Dr. Tahir Tamer Kumkale

tamer@kumkale.net
|
Kitaplarımdan seçmeler... Amazon'da kitaplarım



|
Atatürkçülüğü öğrenme, okuma, anlama ve incelemede uygulanacak yöntem nasıl olmalıdır? |
|
Bu yazımı Facebook'ta beğenmek veya bir arkadaşınıza göndermek (tavsiye etmek) için:
|
 |
Her işin esas hedefine kısa ve kestirme yoldan varmak şayanı arzu olmakla beraber, yolun makul, mantıki ve bilhassa ilmi olması şarttır. Gazi Mustafa Kemâl Atatürk (1931) |
Gazi Mustafa Kemal Atatürk'ün en büyük özelliği içinden çıkılması çok karmaşık ve zor olan konuları toplumun her kesiminin anlayacağı bir dille ve veciz bir ifade ile açıklayabilmesidir. Bu Gazinin dehasının bir göstergesidir. O'nun her sözü ciltlerle açıklanabilecek derin mesajlar içermektedir. Konuya bu açıdan bakıldığında Atatürkçülüğü öğrenme, okuma, inceleme ve anlamak için O'nun her alandaki sözlerinin teker teker ele alınarak soru-cevap periyodu halinde çözümlenmesi gerektiği ortaya çıkmaktadır.
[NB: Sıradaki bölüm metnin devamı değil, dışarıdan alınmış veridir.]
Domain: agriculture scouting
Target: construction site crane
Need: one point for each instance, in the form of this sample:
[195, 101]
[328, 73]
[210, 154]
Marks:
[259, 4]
Gazinin sözlerindeki derinliği anlamadan, yani bu sözlerle söylemek istediklerini tam olarak ortaya çıkartmadan ve mealini kavramadan uygulama yapmanın mümkün olmayacağı açıktır. Şimdi lise veya üniversitede öğretmen olduğunuzu farz edin. Gazi Mustafa kemal Atatürk'ün yaşadığımız güncel olaylarla ilgili olarak söylediği bir sözünü tahtaya yazın ve öğrencilerinize Gazi burada ne demek istedi diye sorun. Herkesten ayrı cevap aldığınızı göreceksiniz.. Oysa siz ilk bakışta bu sözün çok basit olduğunu ve kolaylıkla anlaşılıp algılanabileceğini değerlendirmişsinizdir. Ama gerçek hiç de böyle olmaz. Çünkü bu sözlerin derinine inmek sanıldığı kadar kolay değildir. Zaten bu sözler ile ilgili aklınıza gelen neden-niçin-nasılların cevabını veremediğiniz takdirde sadece okumakla kalır konunun anlamını kavrayamazsınız.. Hâlbuki Atatürkçülük, anayasamıza göre ülkemizin yönetiminde daima göz önünde bulundurmamız gereken bir kurallar manzumesidir. Siz daha onun sözlerini anlayıp algılayamadıktan sonra bu sözlerden çıkacak sonuçları nasıl uygulayacaksınız.. Şimdi bir misal üzerinde çalışarak konuyu açalım. İşte irdeleyeceğimiz bir söz;
" CUMHURİYET; FİKREN, İLMEN, FENNEN, BEDENEN KUVVETLİ VE YÜKSEK SECİYELİ MUHAFIZLAR İSTER. YENİ NESLİ BU KEMİYET VE KİFAYETTE YETİŞTİRMEK SİZİN ELİNİZDEDİR."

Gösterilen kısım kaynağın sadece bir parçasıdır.